A symptom during pregnancy often not spoken about but definitely noticed is gas or, more technically, flatulence. I’m sure we’ve all heard husbands and partners joke about their gassy wives or speculating about the myth that “if its a particularly gassy pregnancy it’ll be a boy.” Actually, the typical person passes gas approximately 18 times a day. The reason for this is that the average person produces up to 4 pints of gas daily. Increased gas during pregnancy is very normal and actually biologically induced. It can be embarrassing and uncomfortable when you’re experiencing more gas production than normal, and it’s all due to the increase of the hormone progesterone which begins in early pregnancy. Progesterone (as well as relaxin) relaxes the smooth muscle tissue throughout your body. Unfortunately, not even your digestive tract is left unscathed! This slows down food digestion resulting in more gas being created in the large intestine, as a result of food that is not fully digested by enzymes. Subsequently, your intestinal muscles relax more, which causes your digestion to slow down. The transient time through the intestine can increase by 30%. This allows gas to build up easier and creates bloating, burping and, of course, flatulence. Gas during pregnancy can also increase later in pregnancy when the enlarging uterus places pressure on your abdominal cavity.
Changing foods and increasing movement helps with the redistribution of accumulation gas in your body. The gas production won’t harm your baby, but if you notice any intense pain or cramping, check with your doctor or midwife.
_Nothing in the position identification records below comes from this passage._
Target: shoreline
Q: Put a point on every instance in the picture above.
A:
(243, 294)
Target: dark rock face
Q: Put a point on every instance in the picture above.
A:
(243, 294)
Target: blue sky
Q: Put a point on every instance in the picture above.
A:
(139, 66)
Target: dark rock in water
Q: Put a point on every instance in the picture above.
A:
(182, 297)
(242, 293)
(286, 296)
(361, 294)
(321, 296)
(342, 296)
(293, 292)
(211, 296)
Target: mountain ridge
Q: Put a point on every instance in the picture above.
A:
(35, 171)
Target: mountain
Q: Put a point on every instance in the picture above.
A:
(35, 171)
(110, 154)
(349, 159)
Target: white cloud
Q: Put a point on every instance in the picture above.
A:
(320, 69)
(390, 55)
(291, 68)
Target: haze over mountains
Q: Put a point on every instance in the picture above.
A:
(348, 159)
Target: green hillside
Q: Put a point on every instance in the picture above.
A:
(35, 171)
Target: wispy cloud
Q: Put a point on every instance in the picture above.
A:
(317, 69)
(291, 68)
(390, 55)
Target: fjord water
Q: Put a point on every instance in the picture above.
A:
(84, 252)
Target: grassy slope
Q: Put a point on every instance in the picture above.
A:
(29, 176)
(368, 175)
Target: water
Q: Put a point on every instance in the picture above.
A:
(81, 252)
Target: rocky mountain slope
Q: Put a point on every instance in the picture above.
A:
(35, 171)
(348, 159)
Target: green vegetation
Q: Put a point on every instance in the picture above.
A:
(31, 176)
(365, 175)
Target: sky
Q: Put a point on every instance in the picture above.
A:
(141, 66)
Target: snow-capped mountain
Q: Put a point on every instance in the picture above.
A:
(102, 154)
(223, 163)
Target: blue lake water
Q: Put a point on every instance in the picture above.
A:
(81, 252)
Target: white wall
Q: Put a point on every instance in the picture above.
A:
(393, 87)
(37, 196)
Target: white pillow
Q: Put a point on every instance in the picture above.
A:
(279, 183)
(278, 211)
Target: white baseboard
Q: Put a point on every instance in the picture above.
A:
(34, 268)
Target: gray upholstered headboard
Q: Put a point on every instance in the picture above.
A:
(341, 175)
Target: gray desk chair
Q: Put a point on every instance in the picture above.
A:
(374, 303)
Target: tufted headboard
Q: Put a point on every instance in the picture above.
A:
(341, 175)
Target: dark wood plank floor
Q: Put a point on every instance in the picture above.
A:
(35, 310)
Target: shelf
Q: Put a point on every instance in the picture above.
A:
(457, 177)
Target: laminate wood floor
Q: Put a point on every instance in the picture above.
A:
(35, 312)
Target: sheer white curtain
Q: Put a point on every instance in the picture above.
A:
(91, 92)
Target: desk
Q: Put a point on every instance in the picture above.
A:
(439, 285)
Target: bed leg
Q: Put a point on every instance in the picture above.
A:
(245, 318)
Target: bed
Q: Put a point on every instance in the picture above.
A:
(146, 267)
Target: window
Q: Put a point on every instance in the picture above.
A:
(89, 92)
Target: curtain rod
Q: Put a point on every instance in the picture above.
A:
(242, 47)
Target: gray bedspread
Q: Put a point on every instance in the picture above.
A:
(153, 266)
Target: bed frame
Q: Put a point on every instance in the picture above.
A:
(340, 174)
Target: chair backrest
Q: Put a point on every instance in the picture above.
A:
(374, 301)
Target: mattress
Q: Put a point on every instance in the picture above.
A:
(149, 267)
How to Reduce Gas Production
There are several foods known to increase gas and are, therefore, foods to avoid if you find yourself gassier than comfortable during your pregnancy. Please, note that if you are going to avoid them, you may need to receive your necessary vitamin intake through replacement or supplements! It is important that you do not eliminate everything from your diet that may increase gas. It is more essential to make sure that you are getting the nutrients you and your baby need for healthy development.
Foods that increase gas production:
- Beans & other legumes
- Brussel Sprouts
- Milk or cheese
If eliminating/ replacing all of that food from your diet is too hard, don’t worry! The following are some suggestions to keep yourself the least gassy as possible!
- Eat regularly, but choose several small meals throughout the day rather than less frequent, larger meals
- Eat and chew slowly and avoid talking or gulping while you’re eating
- Choose to drink between meals instead of during meals, and when you do have a drink, drink from a glass (without gulping) as opposed to a bottle or a straw
- Avoid fizzy/carbonated drinks
- Put your legs up to relieve pressure from your abdomen in order to assist digestion
- Sit upright while you’re eating or drinking
- Avoid wearing any tight clothing or belts, choose comfortable and loose clothing
- Avoid chewing gum or sucking on hard lollypops
- Avoid artificially sweetened products and drinks (often in diet drinks)
- Exercise can help – try a brisk walk around the block after a meal for around 20 minutes or so
- Peppermint tea is safe to take and may provide relief If you have a tendency to be anxious or tense, learn some relaxation techniques or take up an activity like Pilates (which is also good for core strength) or yoga.
- See your doctor for some quality prebiotics and probiotics, to make sure your gut is as healthy as possible
- Fiber intake is one of the top suggestions for the prevention of gas and helps with constipation as well. Fiber aids in digestion as it is unable to be digested by your body and therefore aids in pushing the waste products along your large intestine. Slower digestion can actually result in constipation, so it’s a good idea to prevent this from happening. You can avoid constipation and gas by increasing fiber intake slowly and drinking more water.
Foods that include fiber:
- Fruits: bananas, oranges, apples, mangoes, strawberries, raspberries
- Vegetables: generally, the darker the color, the higher the fiber content. Carrots, beets, broccoli, collard greens, swiss chard, spinach, artichokes, potatoes (russet, red, and sweet)
- Beans and legumes.
- Breads and grains: Select 7-grain, dark rye, cracked wheat, pumpernickel. Make sure “whole wheat” or another whole grain is listed as the first ingredient
- Nuts: almonds, pistachios, pumpkin and sunflower seeds
Plenty of fresh fruits and veggies help too. Some fiber supplements can be used during pregnancy if you need extra help, but speak to your doctor, midwife, or pharmacist first.